Il caso offre anche una lezione semplice e spietata. Se un progetto promette rendimenti straordinari o “sblocchi futuri” non verificabili, la prima reazione dev’essere diffidenza. La due diligence non è burocrazia, ma l’unico antidoto alle illusioni digitali. Il lusso ostentato è un inganno cognitivo: confonde apparenza e sostanza. Nessun wallet vale qualcosa se non puoi dimostrarne il contenuto e la provenienza.

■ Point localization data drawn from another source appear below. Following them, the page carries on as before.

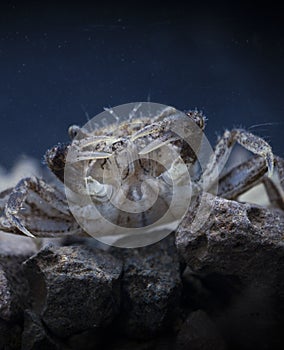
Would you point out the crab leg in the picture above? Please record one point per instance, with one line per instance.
(19, 195)
(242, 177)
(250, 173)
(223, 150)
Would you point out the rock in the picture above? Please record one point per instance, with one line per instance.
(151, 289)
(10, 335)
(74, 288)
(239, 255)
(199, 333)
(35, 336)
(9, 303)
(13, 251)
(238, 239)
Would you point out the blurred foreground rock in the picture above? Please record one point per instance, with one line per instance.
(238, 257)
(218, 288)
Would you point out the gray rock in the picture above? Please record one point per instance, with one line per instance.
(35, 336)
(9, 304)
(10, 336)
(74, 288)
(13, 286)
(238, 239)
(151, 288)
(199, 333)
(240, 245)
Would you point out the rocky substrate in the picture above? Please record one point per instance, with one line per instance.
(221, 287)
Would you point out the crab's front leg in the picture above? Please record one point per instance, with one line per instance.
(52, 199)
(250, 173)
(223, 149)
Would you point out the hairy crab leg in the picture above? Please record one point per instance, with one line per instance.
(223, 150)
(250, 173)
(242, 177)
(19, 194)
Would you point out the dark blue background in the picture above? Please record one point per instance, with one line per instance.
(60, 63)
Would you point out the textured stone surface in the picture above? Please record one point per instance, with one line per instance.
(74, 288)
(238, 258)
(151, 288)
(238, 239)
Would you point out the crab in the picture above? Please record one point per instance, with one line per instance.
(127, 163)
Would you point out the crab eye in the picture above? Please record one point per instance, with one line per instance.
(95, 188)
(73, 131)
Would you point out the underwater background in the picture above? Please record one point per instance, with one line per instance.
(62, 63)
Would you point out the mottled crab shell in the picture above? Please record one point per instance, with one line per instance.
(127, 171)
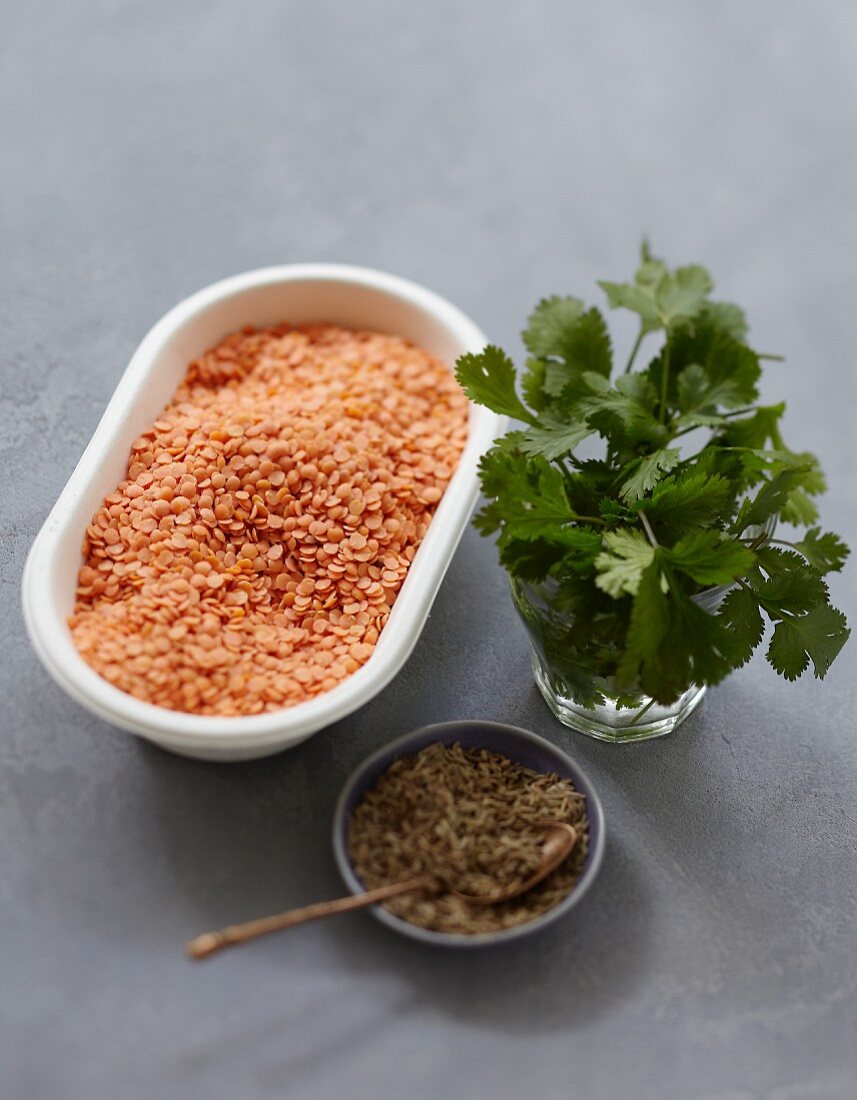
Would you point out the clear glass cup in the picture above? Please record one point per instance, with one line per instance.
(566, 668)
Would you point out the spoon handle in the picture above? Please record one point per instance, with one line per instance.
(210, 942)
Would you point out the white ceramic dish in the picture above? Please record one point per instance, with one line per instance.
(298, 293)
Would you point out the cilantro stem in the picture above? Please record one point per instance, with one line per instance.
(647, 527)
(634, 350)
(723, 416)
(665, 380)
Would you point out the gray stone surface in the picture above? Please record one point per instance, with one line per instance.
(496, 153)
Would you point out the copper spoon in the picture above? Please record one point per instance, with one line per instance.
(559, 840)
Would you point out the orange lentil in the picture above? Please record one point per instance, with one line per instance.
(267, 518)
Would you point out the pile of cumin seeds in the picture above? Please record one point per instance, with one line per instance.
(471, 818)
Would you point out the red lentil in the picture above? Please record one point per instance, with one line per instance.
(251, 557)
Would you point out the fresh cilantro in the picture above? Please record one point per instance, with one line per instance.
(816, 636)
(656, 562)
(627, 553)
(647, 471)
(825, 552)
(487, 377)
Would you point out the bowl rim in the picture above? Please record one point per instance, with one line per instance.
(398, 748)
(276, 729)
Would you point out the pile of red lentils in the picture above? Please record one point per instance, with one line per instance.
(251, 557)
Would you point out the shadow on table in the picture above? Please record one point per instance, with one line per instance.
(233, 842)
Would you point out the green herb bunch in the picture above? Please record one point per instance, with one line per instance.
(692, 476)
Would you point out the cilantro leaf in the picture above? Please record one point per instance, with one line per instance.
(639, 299)
(673, 642)
(487, 377)
(770, 501)
(572, 549)
(710, 559)
(622, 563)
(755, 430)
(681, 296)
(553, 438)
(661, 298)
(791, 587)
(816, 636)
(652, 616)
(551, 327)
(529, 496)
(739, 611)
(712, 370)
(624, 410)
(692, 498)
(825, 552)
(647, 472)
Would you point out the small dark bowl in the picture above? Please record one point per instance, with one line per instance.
(518, 745)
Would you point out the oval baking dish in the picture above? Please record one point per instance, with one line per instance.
(300, 293)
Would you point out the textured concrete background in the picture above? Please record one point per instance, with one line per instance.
(496, 153)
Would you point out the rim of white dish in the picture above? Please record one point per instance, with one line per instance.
(84, 684)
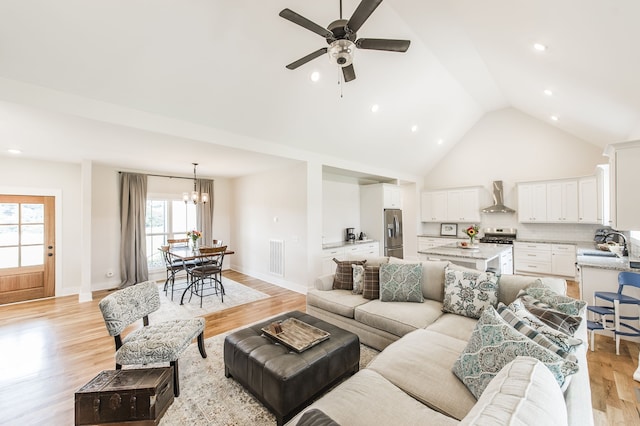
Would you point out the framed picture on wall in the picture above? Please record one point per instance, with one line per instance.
(449, 229)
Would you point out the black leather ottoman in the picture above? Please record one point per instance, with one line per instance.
(283, 380)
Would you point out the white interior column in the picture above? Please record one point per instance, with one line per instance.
(85, 235)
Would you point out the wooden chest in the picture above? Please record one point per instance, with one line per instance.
(137, 397)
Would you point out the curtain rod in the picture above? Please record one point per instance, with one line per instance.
(167, 176)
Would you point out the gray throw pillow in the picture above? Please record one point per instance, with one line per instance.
(543, 293)
(565, 341)
(343, 278)
(358, 278)
(401, 283)
(371, 286)
(493, 344)
(469, 293)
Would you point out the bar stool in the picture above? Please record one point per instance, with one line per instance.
(608, 317)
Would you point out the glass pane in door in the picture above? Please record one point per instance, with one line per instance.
(32, 213)
(8, 213)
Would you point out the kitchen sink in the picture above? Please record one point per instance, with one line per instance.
(595, 252)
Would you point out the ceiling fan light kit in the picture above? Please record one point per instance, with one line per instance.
(342, 38)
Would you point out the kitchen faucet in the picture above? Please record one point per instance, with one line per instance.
(625, 252)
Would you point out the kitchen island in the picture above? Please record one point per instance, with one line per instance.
(481, 257)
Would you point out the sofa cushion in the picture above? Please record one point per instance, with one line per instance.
(514, 321)
(523, 392)
(562, 303)
(341, 302)
(371, 284)
(432, 276)
(398, 318)
(566, 323)
(468, 293)
(367, 399)
(315, 417)
(420, 364)
(494, 344)
(510, 286)
(454, 325)
(401, 283)
(566, 342)
(343, 278)
(358, 278)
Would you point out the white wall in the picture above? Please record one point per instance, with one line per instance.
(62, 180)
(511, 146)
(340, 207)
(267, 206)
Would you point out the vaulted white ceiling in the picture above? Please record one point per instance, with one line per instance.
(151, 84)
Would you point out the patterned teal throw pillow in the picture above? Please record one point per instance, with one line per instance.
(493, 344)
(468, 293)
(401, 283)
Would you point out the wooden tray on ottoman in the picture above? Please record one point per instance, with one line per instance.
(134, 396)
(297, 335)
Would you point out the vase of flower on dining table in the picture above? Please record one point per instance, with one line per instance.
(195, 238)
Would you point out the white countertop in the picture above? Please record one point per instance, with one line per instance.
(482, 252)
(346, 243)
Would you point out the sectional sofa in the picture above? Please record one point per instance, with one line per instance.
(411, 380)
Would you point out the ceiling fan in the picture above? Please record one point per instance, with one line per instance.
(342, 38)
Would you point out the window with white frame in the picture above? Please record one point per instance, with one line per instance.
(167, 218)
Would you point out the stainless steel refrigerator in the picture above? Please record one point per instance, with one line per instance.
(393, 233)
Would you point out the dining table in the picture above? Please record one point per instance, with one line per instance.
(189, 254)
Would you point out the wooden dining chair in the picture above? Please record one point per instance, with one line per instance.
(173, 266)
(211, 269)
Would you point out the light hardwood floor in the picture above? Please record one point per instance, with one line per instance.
(49, 348)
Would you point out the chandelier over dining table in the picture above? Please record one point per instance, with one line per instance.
(195, 196)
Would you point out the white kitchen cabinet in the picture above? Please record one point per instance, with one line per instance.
(463, 205)
(328, 265)
(433, 206)
(392, 196)
(506, 262)
(562, 201)
(544, 258)
(563, 260)
(532, 258)
(532, 202)
(453, 205)
(589, 200)
(624, 161)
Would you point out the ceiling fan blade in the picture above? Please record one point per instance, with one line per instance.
(362, 13)
(349, 73)
(290, 15)
(309, 57)
(383, 44)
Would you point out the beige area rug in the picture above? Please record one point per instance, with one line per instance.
(209, 398)
(235, 294)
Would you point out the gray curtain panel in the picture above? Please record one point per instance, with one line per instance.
(133, 241)
(204, 212)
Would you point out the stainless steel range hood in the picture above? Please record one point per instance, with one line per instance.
(498, 200)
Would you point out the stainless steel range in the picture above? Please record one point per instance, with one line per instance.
(499, 235)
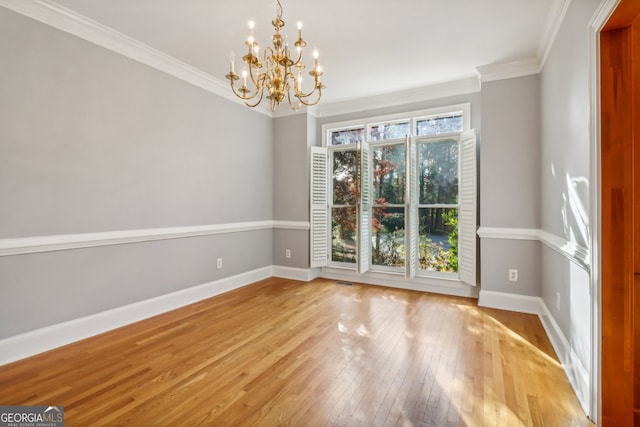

Nel deserto dove i Novak hanno trovato la fine, la sabbia copre presto le tracce. Ma non potrà mai coprire la catena di errori, illusioni e violenza che ha portato due truffatori presunti – o conclamati – a incontrare truffatori di segno opposto: uomini convinti di poter fare fortuna su chiavi private che, stando a più ricostruzioni, non aprivano alcun tesoro. È il cortocircuito finale: il miraggio dell’oro digitale contro il vuoto di un wallet.

E in quel vuoto resta anche Anna, troppo spesso ridotta a comprimaria nelle cronache. Eppure partecipava alla costruzione dell’immagine di famiglia “vincente” e lasciava dietro di sé due figli piccoli. Dopo la scomparsa, il padre vola a Dubai per prenderli con sé. È un dettaglio che riporta la vicenda dal livello dell’intrigo globale a quello della tragedia domestica.

Nei prossimi mesi, l’inchiesta dovrà chiarire ruoli, prove e responsabilità, ma una verità già emerge: la finzione regge finché nessuno chiede la prova. La banda avrebbe chiesto la frase-seed; gli investitori avrebbero dovuto chiedere, prima, un bilancio. Il deserto, in questa storia, è solo lo sfondo. Il vero vuoto è altrove.